# Logistic Regression Baseline for Wildfire Prediction

This notebook demonstrates how to build a **logistic regression** model as a baseline classifier for predicting wildfire occurrences using weather and environmental variables. Logistic regression is a simple yet powerful linear model that estimates the probability of a binary outcome—in this case, whether a wildfire occurs (`fire_occurred = 1`) or not (`fire_occurred = 0`).

Because the wildfire dataset is often highly imbalanced, with far fewer wildfire events than non‑events, it’s important to account for this imbalance when training the model. In the following sections we load the data, perform basic cleaning, engineer features, split the data into training and testing sets, scale the features, train a logistic regression classifier with balanced class weights, and evaluate its performance.


In [1]:
import numpy as np
import pandas as pd
from sklearn.model_selection import train_test_split
from sklearn.preprocessing import StandardScaler
from sklearn.linear_model import LogisticRegression
from sklearn.metrics import classification_report, confusion_matrix, ConfusionMatrixDisplay
import matplotlib.pyplot as plt
import seaborn as sns
import tensorflow as tf
from tensorflow.keras.models import Sequential
from tensorflow.keras.layers import Dense
from tensorflow.keras.optimizers import Adam

# Display settings
pd.set_option('display.max_columns', None)


2025-08-07 01:19:17.497739: I tensorflow/core/platform/cpu_feature_guard.cc:210] This TensorFlow binary is optimized to use available CPU instructions in performance-critical operations.
To enable the following instructions: AVX2 FMA, in other operations, rebuild TensorFlow with the appropriate compiler flags.


AttributeError: 'MessageFactory' object has no attribute 'GetPrototype'

AttributeError: 'MessageFactory' object has no attribute 'GetPrototype'

AttributeError: 'MessageFactory' object has no attribute 'GetPrototype'

AttributeError: 'MessageFactory' object has no attribute 'GetPrototype'

AttributeError: 'MessageFactory' object has no attribute 'GetPrototype'

AttributeError: 'MessageFactory' object has no attribute 'GetPrototype'

In [2]:
# TODO: Update the file path to point to your data file
data_path = './matched_data_20_miles.csv'

# Load the matched data
final_matched_data = pd.read_csv(data_path)

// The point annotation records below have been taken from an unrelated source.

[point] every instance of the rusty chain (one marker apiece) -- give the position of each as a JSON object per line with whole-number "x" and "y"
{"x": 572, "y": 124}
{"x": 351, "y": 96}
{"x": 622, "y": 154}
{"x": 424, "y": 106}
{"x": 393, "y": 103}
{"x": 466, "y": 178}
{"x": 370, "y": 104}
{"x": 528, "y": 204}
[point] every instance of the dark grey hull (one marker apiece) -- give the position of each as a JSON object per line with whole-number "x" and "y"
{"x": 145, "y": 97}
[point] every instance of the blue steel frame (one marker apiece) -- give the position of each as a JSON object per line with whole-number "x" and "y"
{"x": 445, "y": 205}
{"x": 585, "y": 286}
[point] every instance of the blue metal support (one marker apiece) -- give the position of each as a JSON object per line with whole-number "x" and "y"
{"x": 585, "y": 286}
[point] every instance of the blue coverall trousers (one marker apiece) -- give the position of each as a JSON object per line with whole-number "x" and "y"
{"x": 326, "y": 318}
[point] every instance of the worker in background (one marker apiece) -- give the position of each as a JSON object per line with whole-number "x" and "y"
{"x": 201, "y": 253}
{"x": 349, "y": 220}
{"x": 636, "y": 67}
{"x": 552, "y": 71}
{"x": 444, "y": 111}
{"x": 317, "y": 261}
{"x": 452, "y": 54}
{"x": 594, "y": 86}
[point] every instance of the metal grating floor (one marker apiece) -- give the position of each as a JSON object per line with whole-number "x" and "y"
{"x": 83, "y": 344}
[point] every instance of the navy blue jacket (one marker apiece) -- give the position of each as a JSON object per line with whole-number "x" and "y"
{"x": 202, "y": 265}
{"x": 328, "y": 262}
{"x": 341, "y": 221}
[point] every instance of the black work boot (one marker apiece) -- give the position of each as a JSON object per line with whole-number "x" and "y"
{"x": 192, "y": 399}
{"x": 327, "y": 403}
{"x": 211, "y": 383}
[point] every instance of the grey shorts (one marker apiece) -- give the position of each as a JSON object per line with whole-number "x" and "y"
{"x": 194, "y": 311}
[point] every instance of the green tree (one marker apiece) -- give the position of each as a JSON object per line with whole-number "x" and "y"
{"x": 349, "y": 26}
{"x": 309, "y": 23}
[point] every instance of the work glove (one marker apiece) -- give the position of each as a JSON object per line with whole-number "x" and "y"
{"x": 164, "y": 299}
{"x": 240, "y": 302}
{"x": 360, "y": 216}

# Identify quality control (QC) columns and remove rows with unreliable flags
qc_columns = ['qc.1','qc.2','qc.3','qc.4','qc.5','qc.6','qc.7','qc.8','qc.9','qc.10','qc.11','qc.12','qc.13']
excluded_flags = {'M','I','S'}  # Missing, Invalid, or suspect readings

qc_data = final_matched_data[qc_columns].astype(str)

def contains_excluded_flag(series, excluded_flags):
    return series.apply(lambda val: any(flag in val for flag in excluded_flags))

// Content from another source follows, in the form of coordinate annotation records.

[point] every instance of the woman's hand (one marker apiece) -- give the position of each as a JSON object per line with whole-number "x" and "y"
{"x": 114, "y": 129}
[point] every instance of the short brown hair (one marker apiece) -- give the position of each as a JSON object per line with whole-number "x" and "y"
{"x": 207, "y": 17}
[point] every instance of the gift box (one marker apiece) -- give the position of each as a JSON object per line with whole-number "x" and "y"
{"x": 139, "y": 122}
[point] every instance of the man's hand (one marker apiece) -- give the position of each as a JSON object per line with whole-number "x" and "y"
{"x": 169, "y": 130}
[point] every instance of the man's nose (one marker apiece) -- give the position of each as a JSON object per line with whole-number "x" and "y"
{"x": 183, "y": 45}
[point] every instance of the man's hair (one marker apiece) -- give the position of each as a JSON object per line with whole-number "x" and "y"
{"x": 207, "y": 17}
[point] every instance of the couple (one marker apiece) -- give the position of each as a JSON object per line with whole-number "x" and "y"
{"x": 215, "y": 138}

# Create a mask for rows without excluded QC flags
column_masks = qc_data.apply(lambda col: ~contains_excluded_flag(col, excluded_flags))
mask = column_masks.all(axis=1)

# Filter out poor‑quality rows
cleaned_data = final_matched_data[mask].copy()
print(f'Removed {(~mask).sum()} rows due to QC flags.')


Removed 13913 rows due to QC flags.


In [3]:
# List the base feature columns
general_features = [
    'ETo (mm)', 'Precip (mm)', 'Sol Rad (W/sq.m)', 'Avg Vap Pres (kPa)',
    'Max Air Temp (C)', 'Min Air Temp (C)', 'Avg Air Temp (C)',
    'Max Rel Hum (%)', 'Min Rel Hum (%)', 'Avg Rel Hum (%)',
    'Dew Point (C)', 'Avg Wind Speed (m/s)', 'Wind Run (km)', 'Avg Soil Temp (C)'
]

# Compute a 7‑day trailing average for each feature within each weather station
for col in general_features:
    cleaned_data[f'{col}_7d_avg'] = (
        cleaned_data.groupby('StationNbr')[col]
        .transform(lambda x: x.rolling(7, min_periods=1).mean())
    )

# Select the trailing average features and the target label
all_trailing_features = [f'{col}_7d_avg' for col in general_features]
X = cleaned_data[all_trailing_features].dropna()
y = cleaned_data.loc[X.index, 'fire_occurred']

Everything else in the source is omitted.